Home National Calls to rename Khomasdal Stadium intensify…as scores of mourners gather to pay tribute to an unsung football icon
Calls to rename Khomasdal  Stadium intensify…as scores of mourners gather to pay tribute to an unsung football icon

Scores of mourners braved the chilly weather that has been hitting the city over the last couple of weeks, to gather at the Pionierspark cemetery, south of Namibia’s commercial capital Windhoek, on Saturday morning. Well, the occasion was the formal tombstone unveiling ceremony for an unsung national hero, one Walter ‘Bobby’ Sissing, famously known as Uncle Bob. The well-attended commemoration was preceded by reading of scriptures from the Bible, accompanied by hymns and soul-soothing songs by local artists.

Leading solo artist George Longane led the congregation in song and had the appreciative mourners in absolute awe when he effortlessly performed the touchy lyrics of The Winans’ gospel hit song ‘Tomorrow’.

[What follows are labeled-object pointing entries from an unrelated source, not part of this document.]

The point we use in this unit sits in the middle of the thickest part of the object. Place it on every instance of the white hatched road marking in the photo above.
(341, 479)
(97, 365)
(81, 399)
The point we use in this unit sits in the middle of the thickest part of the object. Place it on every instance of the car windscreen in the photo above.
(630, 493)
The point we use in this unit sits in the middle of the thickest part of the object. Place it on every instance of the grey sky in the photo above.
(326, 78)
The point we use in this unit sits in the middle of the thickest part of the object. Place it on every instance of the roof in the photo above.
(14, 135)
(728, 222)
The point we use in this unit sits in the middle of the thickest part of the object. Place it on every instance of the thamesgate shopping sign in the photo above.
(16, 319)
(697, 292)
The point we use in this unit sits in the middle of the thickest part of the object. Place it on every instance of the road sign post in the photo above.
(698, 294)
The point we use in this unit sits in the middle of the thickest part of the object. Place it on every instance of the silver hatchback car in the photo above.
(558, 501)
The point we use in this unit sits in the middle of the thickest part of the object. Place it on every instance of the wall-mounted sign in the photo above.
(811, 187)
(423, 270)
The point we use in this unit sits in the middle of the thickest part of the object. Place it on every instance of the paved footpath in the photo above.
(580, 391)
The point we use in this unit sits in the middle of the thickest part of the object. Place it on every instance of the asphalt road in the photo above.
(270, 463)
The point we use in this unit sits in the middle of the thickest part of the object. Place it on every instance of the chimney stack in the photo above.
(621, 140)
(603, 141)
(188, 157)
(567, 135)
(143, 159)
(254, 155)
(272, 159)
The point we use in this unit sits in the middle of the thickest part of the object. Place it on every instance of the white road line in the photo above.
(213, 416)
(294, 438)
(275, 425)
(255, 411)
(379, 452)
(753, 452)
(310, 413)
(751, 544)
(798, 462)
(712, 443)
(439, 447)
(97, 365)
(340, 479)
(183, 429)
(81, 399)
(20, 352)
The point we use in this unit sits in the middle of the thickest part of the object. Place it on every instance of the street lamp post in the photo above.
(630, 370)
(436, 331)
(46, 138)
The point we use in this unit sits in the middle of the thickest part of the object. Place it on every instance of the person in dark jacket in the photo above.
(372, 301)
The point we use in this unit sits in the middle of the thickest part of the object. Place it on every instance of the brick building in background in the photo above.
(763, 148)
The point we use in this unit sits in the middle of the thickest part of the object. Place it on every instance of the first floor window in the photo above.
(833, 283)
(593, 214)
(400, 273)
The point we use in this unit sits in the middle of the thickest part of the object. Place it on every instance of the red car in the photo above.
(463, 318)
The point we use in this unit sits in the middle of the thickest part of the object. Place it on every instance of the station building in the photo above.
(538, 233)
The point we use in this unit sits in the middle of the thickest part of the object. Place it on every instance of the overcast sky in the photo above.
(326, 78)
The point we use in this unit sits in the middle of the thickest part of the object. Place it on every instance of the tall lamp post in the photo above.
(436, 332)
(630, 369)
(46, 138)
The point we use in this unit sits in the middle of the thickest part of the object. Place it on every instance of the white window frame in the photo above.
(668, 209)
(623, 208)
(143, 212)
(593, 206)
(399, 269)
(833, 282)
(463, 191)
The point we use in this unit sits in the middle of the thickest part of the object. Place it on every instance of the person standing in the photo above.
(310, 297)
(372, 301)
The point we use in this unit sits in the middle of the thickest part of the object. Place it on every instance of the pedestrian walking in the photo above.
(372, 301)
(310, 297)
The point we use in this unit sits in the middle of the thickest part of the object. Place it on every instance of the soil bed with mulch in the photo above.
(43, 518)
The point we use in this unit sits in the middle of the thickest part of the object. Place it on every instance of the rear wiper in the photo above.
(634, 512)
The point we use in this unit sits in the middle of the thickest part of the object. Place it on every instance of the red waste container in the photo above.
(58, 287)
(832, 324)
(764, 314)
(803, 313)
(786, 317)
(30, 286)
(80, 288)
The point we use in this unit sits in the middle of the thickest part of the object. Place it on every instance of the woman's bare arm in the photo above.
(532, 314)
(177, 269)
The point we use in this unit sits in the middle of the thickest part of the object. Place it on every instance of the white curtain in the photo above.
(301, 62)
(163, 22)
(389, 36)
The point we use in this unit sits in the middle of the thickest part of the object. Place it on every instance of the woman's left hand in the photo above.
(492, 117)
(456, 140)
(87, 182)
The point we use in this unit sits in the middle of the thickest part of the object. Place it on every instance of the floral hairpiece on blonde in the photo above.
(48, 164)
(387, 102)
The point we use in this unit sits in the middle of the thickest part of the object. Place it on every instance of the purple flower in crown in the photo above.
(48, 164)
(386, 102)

Admittedly, it was indeed a celebration of a life well lived. A few selected speakers, including Sissing’s comrades from the ruling SWAPO party and his protégé Lionel ‘Boet’ Mathews, took turns to shower the uncompromising departed political and community activist with praise for his unwavering fight against apartheid. Uncle Bob was resolutely opposed to the institutionalised dehumanisation of indigenous Namibians through racial segregation during the height of the despised South African apartheid system. 

Nonetheless, all these fancy words and oral accolades somehow left a bitter taste in the mouth, as Uncle Bob was not genuinely accorded the recognition deserving of a national hero while he was still alive. Murmurs of discontent could be heard among the mourners, who strongly believed the man should have gotten his flowers while he was still alive so that he could smell them. 

Lest we forget, Uncle Bob was the last man standing when law enforcement authorities casually abolished racial segregation across all sporting disciplines in apartheid South West Africa in 1977.  Uncle Bob would have none of that, arguing, and rightly so, that one cannot play a normal sport in an abnormal society. The long-haired hippy-lookalike uncle Bob put his body on the line when the clearly revengeful white-dominated City Councils banned the breakaway National Super Soccer League (NSSL) from using public football pitches across the country. 

Uncle Bob availed himself of the Khomasdal field, which by default resorted to the Coloured’s administration.

He also managed to convince his counterparts in the coastal town of Walvis Bay to avail a sports field in Narraville. The man did wonders for the overall development of domestic football, and the only reasonable reward is to rename the Khomasdal sports field after him.

Tellingly, Uncle Bob boasts an incredible sporting resume, having led a life-threatening protest against the puke-inducing, systematic, racially motivated decision to stop a mixed-race Coloured’s/Bantu Invitational football team from participating in a South African Inter-Provincial Tournament in neighbouring South Africa in 1966.

The racist white authorities ordered the team to be split into two groups, one comprising coloured people and one for Bantus (blacks). 

The militant, fearless Uncle Bob would have none of that and told the law enforcers in no uncertain terms where to get off. As a result, the tour was subsequently called off.